Related: sources · notes · metadata · Published Pieces
Text Intelligence, Edge TTS
Let the edge become more natural over time. Do not let the edge become the mind.
The most practical architecture for serious AI audio is not the most glamorous one.
It is text-native intelligence with speech at the edge.
That sounds less magical than a fully native speech-to-speech model. It does not produce the same demo feeling. It does not instantly suggest a robot companion that hears, sees, interrupts, and speaks like a person. But it preserves the thing that matters most: intelligence.

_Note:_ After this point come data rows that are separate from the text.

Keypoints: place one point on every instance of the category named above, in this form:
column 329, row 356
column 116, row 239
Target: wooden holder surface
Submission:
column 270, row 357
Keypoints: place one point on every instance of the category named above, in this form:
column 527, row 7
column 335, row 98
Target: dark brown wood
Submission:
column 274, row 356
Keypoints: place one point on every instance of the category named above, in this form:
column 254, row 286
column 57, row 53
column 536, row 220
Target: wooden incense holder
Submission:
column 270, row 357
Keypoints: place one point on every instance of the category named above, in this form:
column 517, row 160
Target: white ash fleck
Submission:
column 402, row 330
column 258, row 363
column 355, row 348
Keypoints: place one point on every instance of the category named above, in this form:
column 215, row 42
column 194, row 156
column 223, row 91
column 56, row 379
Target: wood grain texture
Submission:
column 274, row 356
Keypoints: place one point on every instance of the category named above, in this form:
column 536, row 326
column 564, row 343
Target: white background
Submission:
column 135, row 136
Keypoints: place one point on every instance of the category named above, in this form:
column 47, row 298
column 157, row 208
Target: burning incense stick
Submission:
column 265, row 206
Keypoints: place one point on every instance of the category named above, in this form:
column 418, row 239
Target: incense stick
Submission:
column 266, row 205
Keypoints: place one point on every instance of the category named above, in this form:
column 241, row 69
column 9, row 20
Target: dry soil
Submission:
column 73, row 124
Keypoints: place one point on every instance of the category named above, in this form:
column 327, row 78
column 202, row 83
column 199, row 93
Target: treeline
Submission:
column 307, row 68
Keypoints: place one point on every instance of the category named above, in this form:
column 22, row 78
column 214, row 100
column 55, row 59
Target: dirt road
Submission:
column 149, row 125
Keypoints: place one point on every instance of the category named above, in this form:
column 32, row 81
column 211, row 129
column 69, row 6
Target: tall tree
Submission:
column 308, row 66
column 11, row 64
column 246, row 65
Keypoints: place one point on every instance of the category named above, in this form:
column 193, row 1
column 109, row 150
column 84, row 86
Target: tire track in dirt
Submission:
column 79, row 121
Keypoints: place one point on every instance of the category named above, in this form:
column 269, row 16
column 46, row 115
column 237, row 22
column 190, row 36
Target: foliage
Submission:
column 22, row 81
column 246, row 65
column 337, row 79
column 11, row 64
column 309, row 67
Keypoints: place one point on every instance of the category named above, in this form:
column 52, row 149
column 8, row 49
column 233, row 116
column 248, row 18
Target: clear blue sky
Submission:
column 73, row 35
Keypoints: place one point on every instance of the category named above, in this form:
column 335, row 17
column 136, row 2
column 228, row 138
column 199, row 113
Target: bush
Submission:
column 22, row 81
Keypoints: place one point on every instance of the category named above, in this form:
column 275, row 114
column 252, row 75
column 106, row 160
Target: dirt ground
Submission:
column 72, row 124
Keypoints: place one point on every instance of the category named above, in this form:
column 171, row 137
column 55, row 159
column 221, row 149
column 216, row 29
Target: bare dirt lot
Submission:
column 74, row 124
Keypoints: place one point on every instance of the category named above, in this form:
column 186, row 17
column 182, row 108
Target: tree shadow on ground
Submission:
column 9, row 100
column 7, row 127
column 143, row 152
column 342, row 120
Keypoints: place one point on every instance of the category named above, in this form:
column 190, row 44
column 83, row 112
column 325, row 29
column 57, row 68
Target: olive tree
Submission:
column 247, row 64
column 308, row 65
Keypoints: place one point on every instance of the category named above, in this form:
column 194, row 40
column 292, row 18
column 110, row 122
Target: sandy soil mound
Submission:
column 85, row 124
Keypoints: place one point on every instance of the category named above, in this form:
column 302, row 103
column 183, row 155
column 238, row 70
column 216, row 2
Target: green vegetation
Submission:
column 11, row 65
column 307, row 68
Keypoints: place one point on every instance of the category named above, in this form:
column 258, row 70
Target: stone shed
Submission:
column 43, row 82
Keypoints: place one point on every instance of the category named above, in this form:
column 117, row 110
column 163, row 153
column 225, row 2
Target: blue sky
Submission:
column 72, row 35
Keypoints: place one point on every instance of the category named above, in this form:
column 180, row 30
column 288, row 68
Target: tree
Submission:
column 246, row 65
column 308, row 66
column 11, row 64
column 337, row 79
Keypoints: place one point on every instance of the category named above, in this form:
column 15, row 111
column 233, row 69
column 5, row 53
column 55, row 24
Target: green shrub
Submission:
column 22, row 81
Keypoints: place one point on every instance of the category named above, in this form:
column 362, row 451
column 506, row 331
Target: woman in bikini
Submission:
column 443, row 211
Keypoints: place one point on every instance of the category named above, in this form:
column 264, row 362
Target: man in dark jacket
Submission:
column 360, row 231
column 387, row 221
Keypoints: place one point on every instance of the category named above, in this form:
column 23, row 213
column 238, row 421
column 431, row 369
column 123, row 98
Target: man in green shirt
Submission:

Text remains the control plane for serious AI work. Search is text-heavy. Citations are text-heavy. Code is text-heavy. Logs are text-heavy. Tool calls are structured text. Claims, sources, transcripts, diffs, revisions, and verifiers all become easier to inspect when represented textually. Long-context reasoning systems are strongest when they can work over artifacts, not just vibes.
Audio should not replace that layer. Audio should render it.
A good system can still accept voice input. Speech-to-text converts the user’s utterance into an event. The system may preserve timing, confidence, emphasis, and original audio, but the reasoning layer receives something structured enough to cite, search, route, and remember.
Then the intelligence layer does the real work: retrieve sources, consult the artifact graph, run agents, write or revise vtexts, compare claims, inspect code, launch background tasks, and produce a radio script.
At the output edge, text-to-speech renders the script into audio.
This gives the platform control. If the audio is generated by a realtime persona model, the product inherits that model’s conversational habits. It will want to be an assistant. It will say “I.” It will address the user constantly. It will aim for smoothness. It will compress answers because it thinks it is in a dialogue. It will optimize for turn-taking rather than sustained thought.
Edge TTS avoids that trap. The system can generate a proper radio script, then render it with a voice chosen for the medium: calm, flat, clear, not faux emotional, not artificially intimate, not pretending to be a friend.
It also enables buffering. A live voice stream is fragile. Anyone who walks, drives, or moves through spotty coverage knows this. If the system depends on uninterrupted realtime media, the experience breaks exactly where audio should be most useful: in motion. A radio system should pre-render chunks, cache them locally, and keep a queue ahead of the listener. If connectivity drops, playback continues. Future branching may wait, but the current stream should not disintegrate.
Edge TTS also supports cost control. Not every audio segment needs the most expensive voice model. Some can be rendered locally. Some can be cached. Some can be regenerated only when the underlying artifact changes. Frequently used summaries, intros, definitions, and transitions can become reusable audio objects.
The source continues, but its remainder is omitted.